A year later, Newton was cut in favor of rookie quarterback Mac Jones.
That disparity in Brady and Belichick’s performances likely heightened the animosity from both fanbases, with a certain sense of jealously kicking in when February of 2021 rolled around.
Like watching an ex living their best life with a new significant other, it probably hurt those on Team Belichick to watch Brady hoist another Lombardi Trophy.

But, it doesn’t have to be that way. Rather than opting for hatred, football fans in New England should be allowed to root for both Brady and Belichick, rather than having to choose one or the other.

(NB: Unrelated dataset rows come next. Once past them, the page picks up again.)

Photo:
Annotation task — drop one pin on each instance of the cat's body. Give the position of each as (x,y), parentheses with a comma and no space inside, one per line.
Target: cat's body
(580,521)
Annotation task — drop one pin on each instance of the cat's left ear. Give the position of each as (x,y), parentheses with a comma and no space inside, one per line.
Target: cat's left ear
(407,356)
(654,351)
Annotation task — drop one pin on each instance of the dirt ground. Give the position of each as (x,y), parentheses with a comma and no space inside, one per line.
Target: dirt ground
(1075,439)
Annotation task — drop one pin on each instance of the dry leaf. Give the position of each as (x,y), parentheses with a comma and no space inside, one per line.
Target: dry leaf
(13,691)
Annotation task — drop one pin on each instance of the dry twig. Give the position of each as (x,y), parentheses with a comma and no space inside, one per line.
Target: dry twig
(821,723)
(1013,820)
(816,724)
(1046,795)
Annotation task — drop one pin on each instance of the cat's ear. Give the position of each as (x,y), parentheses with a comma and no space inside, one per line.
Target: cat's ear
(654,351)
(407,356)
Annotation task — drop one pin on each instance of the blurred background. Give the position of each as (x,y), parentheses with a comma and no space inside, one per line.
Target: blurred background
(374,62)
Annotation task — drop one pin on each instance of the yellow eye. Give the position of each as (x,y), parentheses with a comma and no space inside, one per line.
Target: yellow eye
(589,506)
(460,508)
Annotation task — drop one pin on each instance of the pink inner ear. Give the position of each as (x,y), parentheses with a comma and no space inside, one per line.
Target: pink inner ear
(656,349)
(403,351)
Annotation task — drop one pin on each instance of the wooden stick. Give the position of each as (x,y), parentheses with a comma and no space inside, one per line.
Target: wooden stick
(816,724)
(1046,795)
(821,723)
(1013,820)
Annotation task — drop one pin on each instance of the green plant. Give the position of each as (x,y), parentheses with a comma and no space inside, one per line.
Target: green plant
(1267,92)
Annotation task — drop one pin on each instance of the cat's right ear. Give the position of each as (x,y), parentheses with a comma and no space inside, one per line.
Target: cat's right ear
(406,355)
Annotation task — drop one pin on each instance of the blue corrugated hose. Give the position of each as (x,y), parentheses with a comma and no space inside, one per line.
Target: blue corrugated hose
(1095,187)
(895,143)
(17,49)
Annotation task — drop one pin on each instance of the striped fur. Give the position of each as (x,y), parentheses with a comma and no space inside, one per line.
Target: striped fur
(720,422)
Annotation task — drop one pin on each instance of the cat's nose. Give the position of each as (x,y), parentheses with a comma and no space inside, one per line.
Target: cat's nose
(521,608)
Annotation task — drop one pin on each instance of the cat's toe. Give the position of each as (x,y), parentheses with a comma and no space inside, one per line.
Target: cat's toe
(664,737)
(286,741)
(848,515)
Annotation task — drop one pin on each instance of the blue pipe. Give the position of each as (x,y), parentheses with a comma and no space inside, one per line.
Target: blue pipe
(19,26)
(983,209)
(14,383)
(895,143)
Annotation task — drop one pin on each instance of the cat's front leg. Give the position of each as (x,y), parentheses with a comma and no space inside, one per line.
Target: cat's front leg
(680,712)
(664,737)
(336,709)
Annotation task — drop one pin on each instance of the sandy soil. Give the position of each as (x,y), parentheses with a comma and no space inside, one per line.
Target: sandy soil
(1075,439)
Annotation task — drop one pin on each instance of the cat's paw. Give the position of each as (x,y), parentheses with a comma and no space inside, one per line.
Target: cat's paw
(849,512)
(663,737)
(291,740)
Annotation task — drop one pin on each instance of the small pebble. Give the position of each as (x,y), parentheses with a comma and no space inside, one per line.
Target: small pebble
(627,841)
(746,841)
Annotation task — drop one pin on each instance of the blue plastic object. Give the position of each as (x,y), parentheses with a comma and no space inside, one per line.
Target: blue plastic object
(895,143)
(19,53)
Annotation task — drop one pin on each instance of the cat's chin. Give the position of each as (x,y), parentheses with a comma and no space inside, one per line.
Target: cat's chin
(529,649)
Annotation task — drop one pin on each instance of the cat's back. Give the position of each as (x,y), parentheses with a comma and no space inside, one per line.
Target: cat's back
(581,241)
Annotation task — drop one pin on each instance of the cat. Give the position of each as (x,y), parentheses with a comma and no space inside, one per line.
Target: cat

Each was important to the other’s success throughout Brady’s 20 seasons with the Patriots. Belichick’s defenses picked Brady up when the offense struggled, and Brady’s abilities under center saved the day when the game plan didn’t produce the right results.
There isn’t even much of an opportunity for fans to see the two go head-to-head, since their respective teams play each other once every four years (in the usual regular-season scheduling format).
That means the only real times they could affect each other during Brady’s tenure in Florida would be in Week 4 of the 2021 season, and in an unlikely Super Bowl matchup somewhere along the way.
So, those in New England should be able to wake up on Sundays like a kid who gets to go to two different houses for one of their favorite holidays.
They get to open up two sets of gifts, and can have a present from one parent’s house make up for a lackluster game (or gift) from the other. If they get what they want from both parents, it’s even better.
It doesn’t have to be Team Brady or Team Belichick. Instead, fans should be able to look back fondly on the Patriots’ success from the duo’s all-time tenure together.
Now, football fans in New England can enjoy the positive that comes out of a nasty divorce: their two Christmases.